Now this – again choosing the outer bound, so we end up at a threshold of ~ 2-2.5 ms, looks much better to me. Perhaps it is still a little low, from visual inspection?

Median method

with iqr_data as
(select median(elapsed) median, percentile_cont(0.25) within group (order by elapsed) q1, percentile_cont(0.75) within group (order by elapsed) q3, abs(percentile_cont(0.25) within group (order by elapsed) - percentile_cont(0.75) within group (order by elapsed)) iqr from wait where event='SQL*Net message from client'),
bounds as
(select median + 2.3 * iqr bound from iqr_data),
candidates as
(select elapsed from wait w join bounds b on (w.event='SQL*Net message from client' and w.elapsed > b.bound))
select 'outside bound' "criterion", count(elapsed) "num_outliers", round(min(elapsed)/1000, 1) "smallest_outlier_ms", round(max(elapsed)/1000, 1) "max_value_ms" from candidates;
-- file 1
criterion num_outliers smallest_outlier_ms max_value_ms
------------- ------------ ------------------- ------------
outside bound 5065 .9 3005.3
-- file 2
criterion num_outliers smallest_outlier_ms max_value_ms
------------- ------------ ------------------- ------------
outside bound 3575 1 2269
-- file 3
criterion num_outliers smallest_outlier_ms max_value_ms
------------- ------------ ------------------- ------------
outside bound 1729 .8 11794.1
-- file 4
criterion num_outliers smallest_outlier_ms max_value_ms
------------- ------------ ------------------- ------------
outside bound 3316 1.1 3306.1

The median method, at least for the trace files given, seems to yield results very similar to boxplot.
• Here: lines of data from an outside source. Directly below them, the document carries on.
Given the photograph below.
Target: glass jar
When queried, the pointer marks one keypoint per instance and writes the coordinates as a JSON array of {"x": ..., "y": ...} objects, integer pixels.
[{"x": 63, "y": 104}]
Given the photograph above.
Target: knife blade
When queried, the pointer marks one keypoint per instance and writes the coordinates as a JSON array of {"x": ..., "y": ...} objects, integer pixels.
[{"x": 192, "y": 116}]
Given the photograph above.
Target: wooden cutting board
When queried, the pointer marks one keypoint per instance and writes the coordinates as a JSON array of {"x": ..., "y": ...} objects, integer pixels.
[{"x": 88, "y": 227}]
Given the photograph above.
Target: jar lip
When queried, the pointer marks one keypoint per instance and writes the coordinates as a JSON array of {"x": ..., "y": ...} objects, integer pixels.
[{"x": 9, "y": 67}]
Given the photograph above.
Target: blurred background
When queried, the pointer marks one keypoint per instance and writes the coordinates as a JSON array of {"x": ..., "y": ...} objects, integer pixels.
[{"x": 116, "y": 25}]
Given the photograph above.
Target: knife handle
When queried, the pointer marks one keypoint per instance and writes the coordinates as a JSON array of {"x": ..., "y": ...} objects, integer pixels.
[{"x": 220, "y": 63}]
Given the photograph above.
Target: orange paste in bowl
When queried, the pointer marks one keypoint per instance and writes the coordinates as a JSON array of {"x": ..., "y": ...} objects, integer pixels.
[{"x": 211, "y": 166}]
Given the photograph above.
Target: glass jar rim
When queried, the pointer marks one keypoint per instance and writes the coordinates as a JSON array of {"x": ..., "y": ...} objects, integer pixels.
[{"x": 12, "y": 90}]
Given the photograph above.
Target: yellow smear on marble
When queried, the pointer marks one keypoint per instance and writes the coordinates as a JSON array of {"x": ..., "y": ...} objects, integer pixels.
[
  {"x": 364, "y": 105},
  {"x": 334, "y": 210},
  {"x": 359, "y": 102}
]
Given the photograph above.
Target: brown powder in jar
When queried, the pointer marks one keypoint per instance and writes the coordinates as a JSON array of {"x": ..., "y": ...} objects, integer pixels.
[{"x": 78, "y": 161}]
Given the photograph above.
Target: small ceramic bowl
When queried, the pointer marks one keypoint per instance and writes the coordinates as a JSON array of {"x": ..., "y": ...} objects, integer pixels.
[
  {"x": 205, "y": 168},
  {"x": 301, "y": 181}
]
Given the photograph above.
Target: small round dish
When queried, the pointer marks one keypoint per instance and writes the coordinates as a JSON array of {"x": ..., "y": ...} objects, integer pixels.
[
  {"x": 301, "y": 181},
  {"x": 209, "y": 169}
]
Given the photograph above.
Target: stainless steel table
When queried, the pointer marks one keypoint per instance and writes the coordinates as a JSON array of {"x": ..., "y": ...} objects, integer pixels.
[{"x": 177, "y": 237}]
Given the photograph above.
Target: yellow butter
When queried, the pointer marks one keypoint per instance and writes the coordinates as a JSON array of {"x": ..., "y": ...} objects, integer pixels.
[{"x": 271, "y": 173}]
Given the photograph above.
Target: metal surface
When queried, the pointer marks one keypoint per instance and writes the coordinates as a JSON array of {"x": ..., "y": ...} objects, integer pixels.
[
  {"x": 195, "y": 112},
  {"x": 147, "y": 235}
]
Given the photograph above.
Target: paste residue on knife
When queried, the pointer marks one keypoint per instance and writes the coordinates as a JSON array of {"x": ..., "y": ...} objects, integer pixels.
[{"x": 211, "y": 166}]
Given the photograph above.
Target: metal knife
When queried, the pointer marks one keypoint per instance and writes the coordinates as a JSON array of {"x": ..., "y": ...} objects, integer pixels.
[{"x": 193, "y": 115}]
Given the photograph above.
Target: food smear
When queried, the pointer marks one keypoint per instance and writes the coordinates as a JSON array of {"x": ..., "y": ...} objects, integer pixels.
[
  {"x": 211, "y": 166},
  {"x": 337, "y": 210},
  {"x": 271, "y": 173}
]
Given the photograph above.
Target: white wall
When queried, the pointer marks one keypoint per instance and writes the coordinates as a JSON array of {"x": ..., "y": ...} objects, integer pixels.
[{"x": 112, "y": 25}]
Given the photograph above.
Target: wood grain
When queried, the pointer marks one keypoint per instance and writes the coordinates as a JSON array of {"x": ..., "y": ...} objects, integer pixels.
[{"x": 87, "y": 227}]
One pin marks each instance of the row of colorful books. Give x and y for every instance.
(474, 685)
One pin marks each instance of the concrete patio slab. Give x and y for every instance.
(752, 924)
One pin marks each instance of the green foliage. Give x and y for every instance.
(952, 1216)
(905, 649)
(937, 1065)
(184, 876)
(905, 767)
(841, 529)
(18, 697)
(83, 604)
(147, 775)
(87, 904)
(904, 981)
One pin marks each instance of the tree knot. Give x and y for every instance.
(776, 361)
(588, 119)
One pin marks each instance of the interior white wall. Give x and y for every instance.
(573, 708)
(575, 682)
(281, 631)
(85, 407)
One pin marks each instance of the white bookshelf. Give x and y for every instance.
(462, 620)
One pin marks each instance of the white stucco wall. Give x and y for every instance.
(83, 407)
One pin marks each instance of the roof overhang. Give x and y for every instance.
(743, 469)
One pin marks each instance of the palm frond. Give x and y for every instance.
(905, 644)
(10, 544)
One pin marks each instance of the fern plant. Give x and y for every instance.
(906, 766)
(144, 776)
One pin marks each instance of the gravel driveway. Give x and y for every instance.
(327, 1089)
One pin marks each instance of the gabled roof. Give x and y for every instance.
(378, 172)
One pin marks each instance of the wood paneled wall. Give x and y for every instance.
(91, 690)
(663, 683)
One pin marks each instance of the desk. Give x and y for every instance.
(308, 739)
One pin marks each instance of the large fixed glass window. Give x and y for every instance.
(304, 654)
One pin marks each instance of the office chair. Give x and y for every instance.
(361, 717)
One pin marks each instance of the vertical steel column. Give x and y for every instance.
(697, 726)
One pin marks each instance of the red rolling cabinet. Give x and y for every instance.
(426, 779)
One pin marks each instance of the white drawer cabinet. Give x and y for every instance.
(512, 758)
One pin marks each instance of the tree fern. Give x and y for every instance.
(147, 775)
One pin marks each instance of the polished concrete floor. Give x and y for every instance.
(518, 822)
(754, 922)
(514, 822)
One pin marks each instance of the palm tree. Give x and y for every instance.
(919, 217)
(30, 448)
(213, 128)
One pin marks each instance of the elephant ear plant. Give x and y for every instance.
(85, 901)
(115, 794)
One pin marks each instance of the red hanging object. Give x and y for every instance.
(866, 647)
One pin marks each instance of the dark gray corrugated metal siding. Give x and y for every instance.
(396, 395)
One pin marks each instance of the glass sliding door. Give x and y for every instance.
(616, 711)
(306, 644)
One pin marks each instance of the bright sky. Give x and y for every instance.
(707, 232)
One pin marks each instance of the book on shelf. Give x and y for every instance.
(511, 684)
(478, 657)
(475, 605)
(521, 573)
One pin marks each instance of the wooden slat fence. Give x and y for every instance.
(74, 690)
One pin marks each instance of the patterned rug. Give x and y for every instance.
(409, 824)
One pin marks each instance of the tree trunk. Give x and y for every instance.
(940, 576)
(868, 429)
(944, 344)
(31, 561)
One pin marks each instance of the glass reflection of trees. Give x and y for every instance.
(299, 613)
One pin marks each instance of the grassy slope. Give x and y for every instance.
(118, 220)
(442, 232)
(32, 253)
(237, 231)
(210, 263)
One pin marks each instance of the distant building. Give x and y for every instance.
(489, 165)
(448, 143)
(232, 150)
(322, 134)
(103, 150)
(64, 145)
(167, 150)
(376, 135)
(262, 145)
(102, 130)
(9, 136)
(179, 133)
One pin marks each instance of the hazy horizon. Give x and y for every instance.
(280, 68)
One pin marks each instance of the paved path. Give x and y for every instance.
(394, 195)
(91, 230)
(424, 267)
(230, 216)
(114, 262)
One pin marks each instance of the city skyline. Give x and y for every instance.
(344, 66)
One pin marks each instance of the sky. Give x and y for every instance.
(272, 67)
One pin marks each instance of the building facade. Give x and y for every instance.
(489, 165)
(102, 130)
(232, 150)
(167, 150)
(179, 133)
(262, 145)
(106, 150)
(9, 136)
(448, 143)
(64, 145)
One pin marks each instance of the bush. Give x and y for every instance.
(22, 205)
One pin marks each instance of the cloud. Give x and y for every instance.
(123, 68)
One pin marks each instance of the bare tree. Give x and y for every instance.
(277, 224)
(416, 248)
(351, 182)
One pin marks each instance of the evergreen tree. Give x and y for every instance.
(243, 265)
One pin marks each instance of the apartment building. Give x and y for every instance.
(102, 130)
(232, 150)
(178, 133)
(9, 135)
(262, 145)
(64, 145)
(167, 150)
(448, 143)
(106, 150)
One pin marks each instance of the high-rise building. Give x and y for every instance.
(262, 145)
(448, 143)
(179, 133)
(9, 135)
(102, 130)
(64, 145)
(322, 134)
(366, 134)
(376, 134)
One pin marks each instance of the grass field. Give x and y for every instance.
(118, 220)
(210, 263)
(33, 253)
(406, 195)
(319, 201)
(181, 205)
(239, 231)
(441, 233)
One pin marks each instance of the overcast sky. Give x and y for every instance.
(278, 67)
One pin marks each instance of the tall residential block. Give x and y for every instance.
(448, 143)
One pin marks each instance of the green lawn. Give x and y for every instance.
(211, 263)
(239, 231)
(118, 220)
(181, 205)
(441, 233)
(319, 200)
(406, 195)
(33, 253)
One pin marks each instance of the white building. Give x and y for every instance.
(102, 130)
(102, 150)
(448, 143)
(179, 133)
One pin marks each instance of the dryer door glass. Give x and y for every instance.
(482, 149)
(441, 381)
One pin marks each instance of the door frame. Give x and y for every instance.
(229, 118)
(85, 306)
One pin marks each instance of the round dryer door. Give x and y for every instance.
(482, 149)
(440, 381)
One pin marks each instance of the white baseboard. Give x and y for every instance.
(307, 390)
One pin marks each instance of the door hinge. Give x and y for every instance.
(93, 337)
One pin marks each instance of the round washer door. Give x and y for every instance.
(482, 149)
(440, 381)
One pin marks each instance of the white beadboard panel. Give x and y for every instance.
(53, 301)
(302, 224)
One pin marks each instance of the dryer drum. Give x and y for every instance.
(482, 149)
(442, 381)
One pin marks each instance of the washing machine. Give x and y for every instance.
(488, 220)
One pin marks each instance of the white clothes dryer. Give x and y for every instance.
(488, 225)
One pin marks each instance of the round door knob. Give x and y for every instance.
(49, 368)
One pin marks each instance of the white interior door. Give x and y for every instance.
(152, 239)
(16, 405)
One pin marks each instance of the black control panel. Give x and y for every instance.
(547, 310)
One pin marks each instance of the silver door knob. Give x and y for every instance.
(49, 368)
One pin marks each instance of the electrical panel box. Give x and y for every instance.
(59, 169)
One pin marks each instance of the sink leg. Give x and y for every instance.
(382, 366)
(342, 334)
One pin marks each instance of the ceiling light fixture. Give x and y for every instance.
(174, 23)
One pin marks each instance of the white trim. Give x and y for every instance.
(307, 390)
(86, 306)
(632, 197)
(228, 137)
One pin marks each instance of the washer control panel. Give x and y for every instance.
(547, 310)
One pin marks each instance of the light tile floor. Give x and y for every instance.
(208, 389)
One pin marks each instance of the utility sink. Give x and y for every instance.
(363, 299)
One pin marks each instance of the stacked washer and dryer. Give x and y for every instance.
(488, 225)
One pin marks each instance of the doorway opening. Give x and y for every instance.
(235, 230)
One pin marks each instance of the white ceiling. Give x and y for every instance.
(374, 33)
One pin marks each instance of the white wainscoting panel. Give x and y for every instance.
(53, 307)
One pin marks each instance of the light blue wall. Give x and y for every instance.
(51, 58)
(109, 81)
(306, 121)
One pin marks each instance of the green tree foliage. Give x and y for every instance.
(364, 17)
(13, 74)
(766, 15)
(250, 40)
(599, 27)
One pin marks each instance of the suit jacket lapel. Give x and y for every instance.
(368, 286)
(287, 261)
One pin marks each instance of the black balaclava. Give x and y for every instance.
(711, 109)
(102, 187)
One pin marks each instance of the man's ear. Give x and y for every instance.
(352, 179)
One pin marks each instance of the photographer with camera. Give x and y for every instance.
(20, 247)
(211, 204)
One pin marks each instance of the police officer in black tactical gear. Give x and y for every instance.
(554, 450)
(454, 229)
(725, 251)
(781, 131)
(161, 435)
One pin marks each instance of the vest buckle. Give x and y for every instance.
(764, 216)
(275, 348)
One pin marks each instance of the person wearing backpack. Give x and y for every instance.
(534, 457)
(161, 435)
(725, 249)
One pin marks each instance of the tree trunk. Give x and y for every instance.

Same as with boxplot, it might be too strict though.

Conclusion

Of course, four trace files, taken from the same application and under similar conditions, do not make for a representative sample. However, the idea here was to demonstrate the approach, i.e., looking at think time from an outlier detection perspective. For the given sample, the MAD_{e} method seems to yield a plausible classification. However, what classification makes sense is, in the end, a question of (at least) two things – the application we’re looking at (a real application? or end users, sitting at their terminals?) and what we want to do with the data (diagnose the database only or the client, too).

I guess it’s the latter case when this approach will be the most useful.